Se trata de un dispositivo, autónomo de la corriente eléctrica, que funciona como un foco tradicional que sustituye a una bombilla de 100 Watts. Éste se instala en los techos de las viviendas. Su estructura transparente está hecha de PET reciclado, que permite el paso de la luz solar y crea un efecto de alta refracción, por lo que funciona durante el día como un tragaluz. Existen muchas viviendas en zonas rurales que no tienen ventanas y sus interiores son oscuros incluso en días soleados.

Cuenta con tres pequeños paneles solares que captan los rayos de Sol durante el día, y la energía se almacena en cuatro baterías de litio. Durante la noche, ésta se libera para funcionar como una luminaria tradicional, mediante una luz LED incorporada en la parte inferior. La luz proporcionada es cálida y tiene un espectro lumínico de 5 m2, es decir, ilumina perfectamente una habitación común; además, tiene la capacidad de recargar aparatos celulares.

El dispositivo para hogares tiene una potencia de 13 Watts, dispone de hasta 24 horas de almacenamiento de energía y los paneles funcionan incluso en días nublados y con lluvia, ya que absorben la radiación solar del medio ambiente. Su ligereza y autonomía permiten su instalación en cualquier tipo de techo, sea de madera, lámina o concreto.

El armazón o estructura de la lámpara está hecho de una mezcla de PET reciclado triturado, con un porcentaje de poliuretano y una aleación de diferentes plásticos que provocan que el dispositivo tenga una alta capacidad de transparencia y refracción. Es resistente a climas extremos y tiene una vida útil superior a 10 años, con la oportuna sustitución de las baterías. La fabricación y ensamblado del producto es un proceso que se realiza en el Estado de México.

Aselus estima que una familia en condiciones de pobreza energética tiene un gasto semanal de entre 50 y 70 pesos por el uso de velas, queroseno, gasolina y otros productos nocivos. Con el uso de una luminaria sustentable, el retorno de la inversión se daría en un año y nueve meses, sin causar daños a la salud ni al medio ambiente.

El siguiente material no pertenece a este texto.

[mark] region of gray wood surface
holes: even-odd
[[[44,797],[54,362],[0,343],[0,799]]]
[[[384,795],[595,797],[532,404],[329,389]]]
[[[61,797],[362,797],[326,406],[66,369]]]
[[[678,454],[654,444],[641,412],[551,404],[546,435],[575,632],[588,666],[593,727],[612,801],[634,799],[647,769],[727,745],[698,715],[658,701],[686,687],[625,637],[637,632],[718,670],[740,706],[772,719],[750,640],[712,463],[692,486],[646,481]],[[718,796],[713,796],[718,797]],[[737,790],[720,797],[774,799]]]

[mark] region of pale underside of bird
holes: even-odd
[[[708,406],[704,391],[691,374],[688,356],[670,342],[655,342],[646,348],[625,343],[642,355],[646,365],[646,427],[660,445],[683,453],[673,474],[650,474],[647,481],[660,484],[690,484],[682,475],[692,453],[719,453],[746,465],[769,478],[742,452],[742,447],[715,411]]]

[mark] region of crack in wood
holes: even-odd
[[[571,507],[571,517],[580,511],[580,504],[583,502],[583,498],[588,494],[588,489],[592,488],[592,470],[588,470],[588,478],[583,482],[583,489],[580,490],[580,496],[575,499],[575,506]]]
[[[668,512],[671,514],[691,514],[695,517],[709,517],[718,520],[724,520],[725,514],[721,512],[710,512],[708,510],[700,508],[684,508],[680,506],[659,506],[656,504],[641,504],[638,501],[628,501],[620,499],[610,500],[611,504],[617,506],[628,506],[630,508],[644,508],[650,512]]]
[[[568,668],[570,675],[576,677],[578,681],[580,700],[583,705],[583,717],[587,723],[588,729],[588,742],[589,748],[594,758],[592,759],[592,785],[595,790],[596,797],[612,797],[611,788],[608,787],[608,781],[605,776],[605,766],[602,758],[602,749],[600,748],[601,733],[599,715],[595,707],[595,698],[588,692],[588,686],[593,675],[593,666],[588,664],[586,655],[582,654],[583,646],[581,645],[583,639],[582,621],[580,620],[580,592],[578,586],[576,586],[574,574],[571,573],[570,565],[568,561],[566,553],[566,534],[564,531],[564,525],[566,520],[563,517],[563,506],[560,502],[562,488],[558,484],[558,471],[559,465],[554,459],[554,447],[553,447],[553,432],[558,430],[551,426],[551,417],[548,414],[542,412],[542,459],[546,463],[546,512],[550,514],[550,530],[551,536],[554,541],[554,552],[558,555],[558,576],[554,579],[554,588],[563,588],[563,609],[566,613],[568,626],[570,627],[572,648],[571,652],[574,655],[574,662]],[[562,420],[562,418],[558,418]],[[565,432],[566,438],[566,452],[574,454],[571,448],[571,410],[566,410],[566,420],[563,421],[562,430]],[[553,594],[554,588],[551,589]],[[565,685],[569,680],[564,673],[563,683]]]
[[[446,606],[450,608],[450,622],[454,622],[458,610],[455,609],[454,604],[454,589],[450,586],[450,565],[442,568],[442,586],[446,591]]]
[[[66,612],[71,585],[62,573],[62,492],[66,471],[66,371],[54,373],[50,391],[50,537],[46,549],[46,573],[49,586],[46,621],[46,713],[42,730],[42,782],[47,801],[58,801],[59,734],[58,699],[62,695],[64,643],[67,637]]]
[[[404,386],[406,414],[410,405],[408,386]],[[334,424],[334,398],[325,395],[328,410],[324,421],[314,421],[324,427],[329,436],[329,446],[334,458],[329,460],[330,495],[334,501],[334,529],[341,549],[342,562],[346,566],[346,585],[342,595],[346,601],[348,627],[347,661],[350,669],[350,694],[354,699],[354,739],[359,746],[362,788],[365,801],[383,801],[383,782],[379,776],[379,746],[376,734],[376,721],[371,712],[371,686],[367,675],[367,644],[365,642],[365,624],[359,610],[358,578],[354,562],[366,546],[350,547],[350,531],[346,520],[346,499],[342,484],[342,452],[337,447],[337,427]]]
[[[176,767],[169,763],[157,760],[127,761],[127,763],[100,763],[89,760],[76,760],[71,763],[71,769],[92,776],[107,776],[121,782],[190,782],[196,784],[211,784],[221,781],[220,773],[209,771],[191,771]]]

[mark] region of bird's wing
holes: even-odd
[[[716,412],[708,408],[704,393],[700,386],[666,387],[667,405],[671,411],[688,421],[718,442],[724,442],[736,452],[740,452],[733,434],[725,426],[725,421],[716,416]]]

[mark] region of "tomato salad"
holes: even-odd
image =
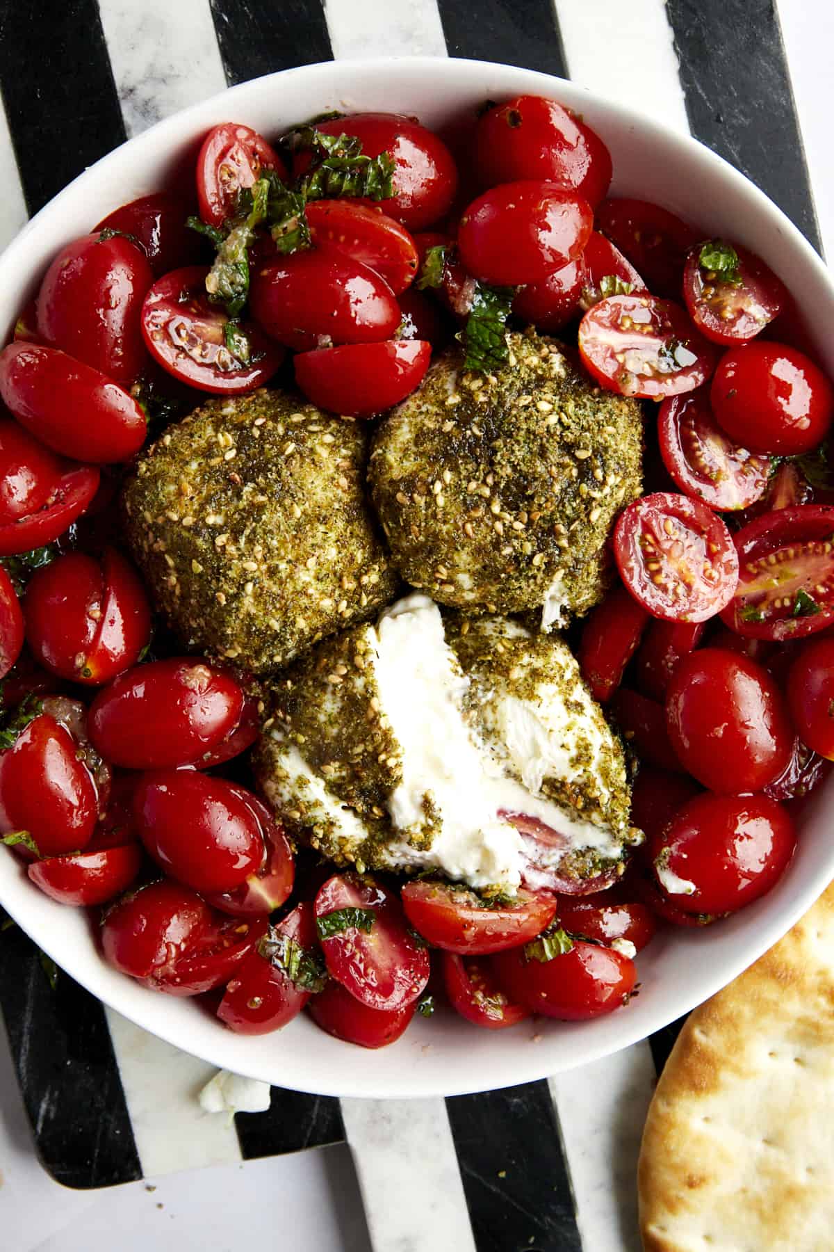
[[[306,1009],[376,1048],[435,1000],[490,1030],[609,1013],[659,926],[778,881],[834,760],[834,392],[781,342],[788,292],[740,242],[608,198],[610,154],[561,105],[520,96],[473,126],[460,162],[395,114],[275,143],[215,126],[196,187],[63,248],[0,352],[3,841],[93,910],[110,964],[244,1034]],[[334,871],[251,789],[249,676],[155,627],[121,477],[200,393],[294,374],[373,419],[451,336],[489,372],[519,324],[655,402],[648,493],[574,636],[639,765],[645,843],[585,895]]]

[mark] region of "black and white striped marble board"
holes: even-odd
[[[226,84],[386,54],[575,78],[688,129],[819,247],[771,0],[0,0],[0,247],[84,167]],[[638,1247],[634,1163],[675,1027],[550,1082],[385,1104],[274,1088],[226,1126],[194,1099],[210,1067],[65,974],[51,989],[16,928],[0,1007],[38,1151],[69,1187],[346,1138],[376,1252]]]

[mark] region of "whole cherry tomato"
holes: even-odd
[[[115,550],[100,560],[68,552],[26,588],[26,639],[53,674],[98,686],[135,665],[150,640],[139,575]]]
[[[768,671],[718,647],[691,652],[676,666],[666,726],[676,755],[711,791],[760,791],[785,769],[794,741]]]
[[[273,339],[304,352],[390,339],[400,307],[380,275],[335,248],[311,248],[253,274],[253,317]]]
[[[513,1004],[504,994],[490,962],[484,957],[459,957],[444,952],[441,969],[451,1007],[474,1025],[504,1030],[530,1015],[529,1009]]]
[[[349,343],[300,352],[295,381],[314,404],[334,413],[370,417],[410,396],[431,363],[423,339]]]
[[[581,255],[593,222],[588,202],[556,183],[504,183],[464,212],[458,232],[460,259],[485,283],[541,283]]]
[[[683,913],[733,913],[781,878],[795,848],[788,813],[765,795],[698,795],[651,843],[663,895]]]
[[[131,770],[190,765],[240,719],[244,694],[225,670],[195,657],[138,665],[98,694],[90,739],[114,765]]]
[[[139,317],[154,280],[140,247],[123,235],[85,235],[66,244],[38,295],[38,333],[119,383],[146,361]]]
[[[473,957],[534,939],[556,914],[551,895],[520,890],[510,904],[490,906],[474,891],[429,879],[406,883],[401,900],[414,929],[434,948]]]
[[[58,348],[10,343],[0,352],[0,396],[18,421],[63,456],[129,461],[148,423],[136,401],[100,371]]]
[[[234,782],[196,770],[146,774],[134,794],[139,838],[158,865],[195,891],[234,891],[264,861],[250,800]]]
[[[834,388],[821,369],[796,348],[764,339],[721,357],[710,399],[721,429],[751,452],[810,452],[834,417]]]
[[[613,1013],[628,1002],[636,982],[630,958],[583,940],[549,960],[528,959],[524,948],[500,952],[493,967],[511,1000],[561,1022]]]
[[[599,135],[570,109],[540,95],[519,95],[481,113],[475,169],[486,187],[543,178],[591,205],[611,182],[611,156]]]

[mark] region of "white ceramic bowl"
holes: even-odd
[[[571,83],[479,61],[385,59],[310,65],[245,83],[119,148],[81,174],[35,217],[0,258],[0,327],[11,328],[45,265],[64,243],[106,212],[160,188],[219,121],[266,135],[328,109],[416,114],[438,126],[486,99],[530,91],[580,110],[614,158],[614,192],[656,200],[713,234],[765,258],[811,326],[834,323],[834,285],[794,225],[741,174],[681,138]],[[820,363],[834,374],[834,341],[819,336]],[[416,1018],[399,1043],[366,1052],[339,1043],[301,1018],[279,1034],[233,1034],[189,1000],[145,990],[99,957],[86,918],[29,883],[0,855],[0,904],[73,978],[105,1004],[173,1044],[226,1069],[281,1087],[331,1096],[409,1097],[488,1090],[543,1078],[645,1038],[686,1013],[746,968],[809,908],[834,876],[834,780],[803,818],[788,873],[763,900],[705,930],[659,935],[639,958],[640,995],[596,1022],[521,1023],[478,1030],[451,1014]],[[535,1037],[535,1039],[534,1039]]]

Los creadores y la empresa

Después de las primeras pruebas en 2013, el proyecto se fue perfeccionando y, en 2015, se hizo un experimento con un producto mejorado en una vivienda rural en el Estado de México, hecha de materiales funcionales. En ese mismo año, se inició el proceso para constituir el proyecto como una empresa formal y para registro del desarrollo ante el Instituto Mexicano de la Propiedad Intelectual (IMPI).

“En 2013, participamos en un proceso de incubación, en un programa llamado Transformadora Ciel, de Fundación Coca-Cola, en el cual vivimos dos meses de capacitación muy productivos”, cuenta, en entrevista, Nicte-ha Venegas Samperio, cofundadora de Aselus.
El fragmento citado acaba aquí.